The Evangelicals for Harris event featured 18 speakers plus a moderator, with significant diversity among the participants.
Moderator Ekemini Uwan set the overall tone. At a Christian conference in 2019, Uwan declared, “Whiteness is wicked. It is wicked. It’s rooted in violence. It’s rooted in theft. It’s rooted in plunder. It’s rooted in power, in privilege.” She has called for defunding the police, reparations, a path to citizenship for illegal immigrants, and an end to the Electoral College, according to Fox News.
When asked about these past comments, Uwan responded that she “told the truth about the wickedness of whiteness.” She explained, “I preached the gospel and told them there is grace and that the blood covers. I am an anti-racist Public Theologian. I hold up a mirror, make people face the racist reflection staring back at them, and give them hope found in the gospel of Jesus Christ.”

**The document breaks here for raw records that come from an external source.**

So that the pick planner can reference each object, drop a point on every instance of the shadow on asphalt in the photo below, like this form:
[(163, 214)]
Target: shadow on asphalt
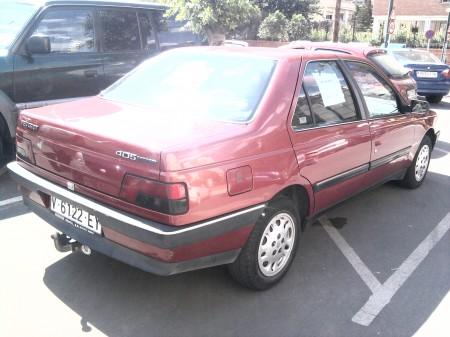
[(320, 287)]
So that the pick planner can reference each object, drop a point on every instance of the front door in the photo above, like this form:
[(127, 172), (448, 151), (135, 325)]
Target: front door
[(73, 67), (392, 131), (330, 138)]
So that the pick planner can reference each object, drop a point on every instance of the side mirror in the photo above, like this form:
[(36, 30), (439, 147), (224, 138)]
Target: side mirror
[(419, 106), (38, 45)]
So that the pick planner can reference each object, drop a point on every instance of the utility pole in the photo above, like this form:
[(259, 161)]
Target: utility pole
[(337, 21), (444, 48), (388, 23)]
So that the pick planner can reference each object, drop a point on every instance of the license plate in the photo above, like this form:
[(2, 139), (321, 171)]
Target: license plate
[(426, 74), (75, 215)]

Other speakers are known for previous progressive activism within evangelical churches. Among many, Burk highlights Bishop Claude Alexander, chairman of the board of directors at Christianity Today, Rev. Dwight McKissic, “a well-known activist for women pastors within the Southern Baptist Convention,” and Jemar Tisby, an anti-racist author and former assistant director at Ibram X. Kendi’s Center for Antiracist Research.
Some speakers appear to focus their political engagement on fighting anti-Asian racism. This includes Russell Jeung, Soong-Chan Rah, and Raymond Chang.
Other speakers are not in pastoral ministry, such as Billy Graham’s granddaughter, Jerushah Duford, an “LGBTQ+ friendly” therapist. Another speaker was Christian rapper Derek Minor, whose up-and-down faith journey “doesn’t fit the mold anymore.”
Some speakers did not even seem to fit the standard definition of evangelical. Matt Tebbe is a priest in the Episcopal Church — by definition a mainline denomination, as distinct from an evangelical one. Lee Scott, of the Coalition for Christian Outreach is ordained as a minister in the Presbyterian Church, U.S.A., another mainline denomination.
The hodgepodge of speakers provides an answer to readers who may be wondering how an “Evangelicals for Harris” group could even form in the first place. How could Bible-believing Christians, who submit their lives to the word of God, support one of the most pro-abortion, pro-LGBT politicians of our time? The answer is that there isn’t one answer, but many.
The reasons some evangelicals have for supporting Harris aren’t necessarily good ones — and a majority of evangelicals seem to disagree with their reasoning — but differences of thinking will always result where there is genuine freedom of thought. In an era when governments increasingly seek to crack down on “misinformation” and other thought crimes, the existence of a minority position like “Evangelicals for Harris” is proof that freedom of thought is still alive in American churches.
Joshua Arnold is a senior writer at The Washington Stand.